La mosquée construite pour 15 millions d’euros à Cologne est un parfait exemple. Une fois le permis de construire délivré, elle se tiendra à 3 kms de la célèbre cathédrale du ‘Dom’, qui caractérise la ville. « Il y a une chose que les critiques qui voient ces nouvelles mosquées comme des signes de séparatisme ou de colonisation islamique de l’Europe ne comprennent pas », explique Bekir Alboga, membre de l’Union islamique turc (DITIB) de Cologne.

« La mosquée n’a pas pour seul but d’être un lieu de prière pour les 120 000 musulmans de Cologne, mais aussi un lieu d’intégration turque et allemande, comme le voulaient initialement les architectes Gottfried et Paul Böhm ».

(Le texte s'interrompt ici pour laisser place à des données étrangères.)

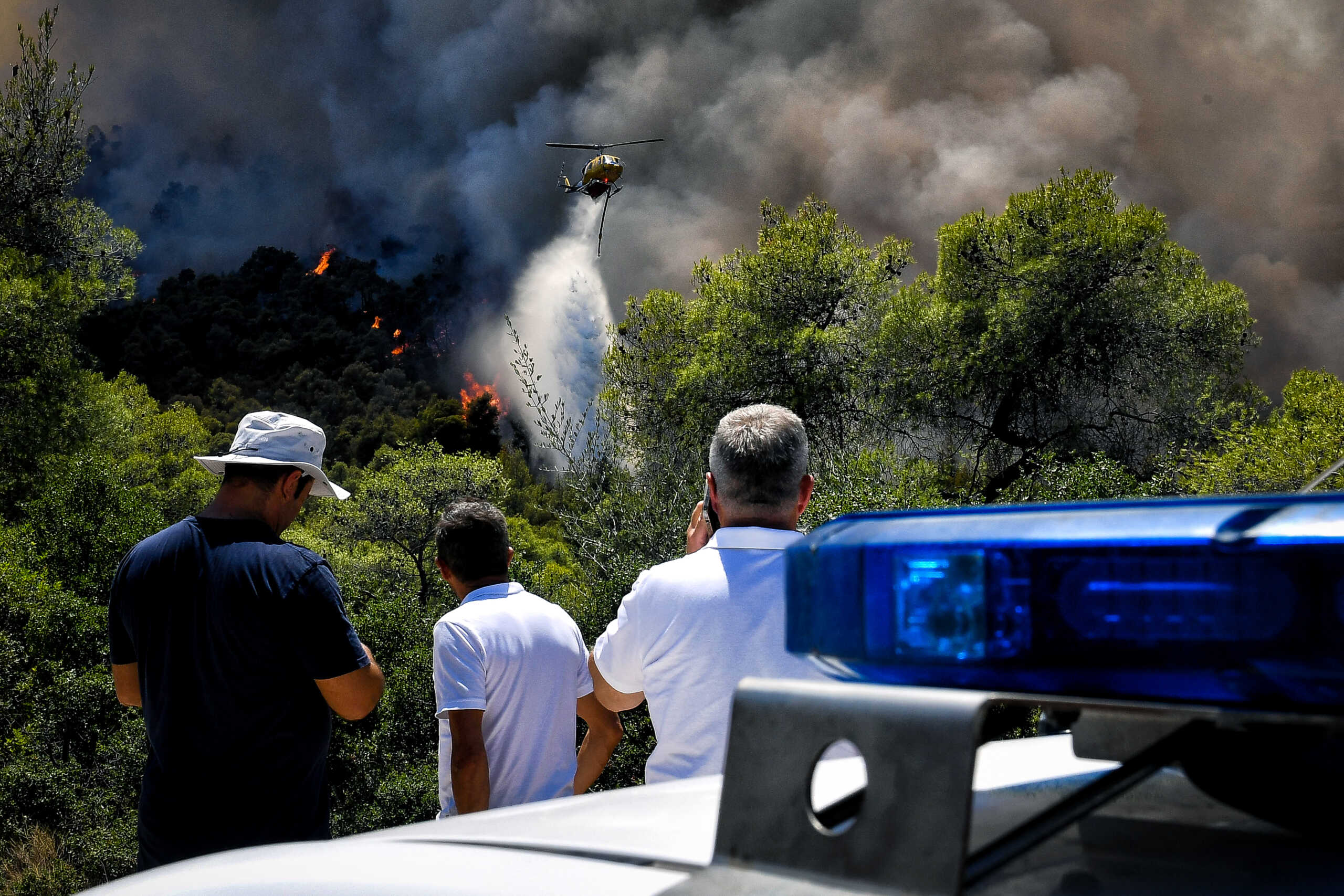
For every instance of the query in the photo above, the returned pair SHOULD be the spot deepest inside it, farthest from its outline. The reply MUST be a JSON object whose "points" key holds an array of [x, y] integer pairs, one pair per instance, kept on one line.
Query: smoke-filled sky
{"points": [[404, 128]]}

Le fait que les organisations islamiques à l’origine de ces mosquées soient modérées et travaillent en parfait accord avec l’Etat est un autre aspect positif. « Le DITIB allemand pourrait être en mesure de rassembler les musulmans et leur permettre d’être représentés, de promouvoir leurs droits et devoirs en tant qu’individus religieux aussi bien qu’en tant que citoyens », poursuit Rosiny.

Özdil croit qu’une contagion religieuse, une ‘islamisation’ comme disent certains, est disproportionnée. L’Allemagne est l’un des premiers pays européens concernant la population musulmane mais sur les 3,5 millions recensés, seul un quart pratique vraiment la religion. Ainsi, seulement 1% de la population allemande est constituée de musulmans actifs.

Georg Lutz, politologue de l’Université de Bern en Suisse ajoute en outre que « juridiquement, s’opposer à la construction de lieux de culte est contraire aux droits des personnes. »

La peur de l'inconnu

Malgré les arguments qui contestent l’utilité de ces mosquées, de récents reportages ont montré les véritables craintes des sociétés européennes vis-à-vis des Musulmans.

Alboga, du DITIB, explique qu’à travers la construction de ces lieux de culte, les Européens prennent conscience qu’ils ne sont pas seuls dans leur pays. « Une mosquée retrace symboliquement les évolutions de la société », dit-elle. « Cela rouvre plusieurs débats : ces changements sont-ils bénéfiques ? Les Allemands doivent-ils les accepter ? L’islam est-il une bonne religion ? » Tariq Ramadan, l’un des plus connus porte-parole des musulmans en Europe, confirme : « La présence visible croissante des Musulmans a ramené ces questions sur le devant de la scène européenne ».

« Les maisons de prière ont une valeur hautement symbolique en Europe », conclue Riem Spielhaus, expert à l’Université Humboldt de Berlin. « La cathédrale ou l’église est généralement symptomatique du centre de la ville. Quant aux mosquées, elles sont vues comme le symbole de la présence d’étrangers ».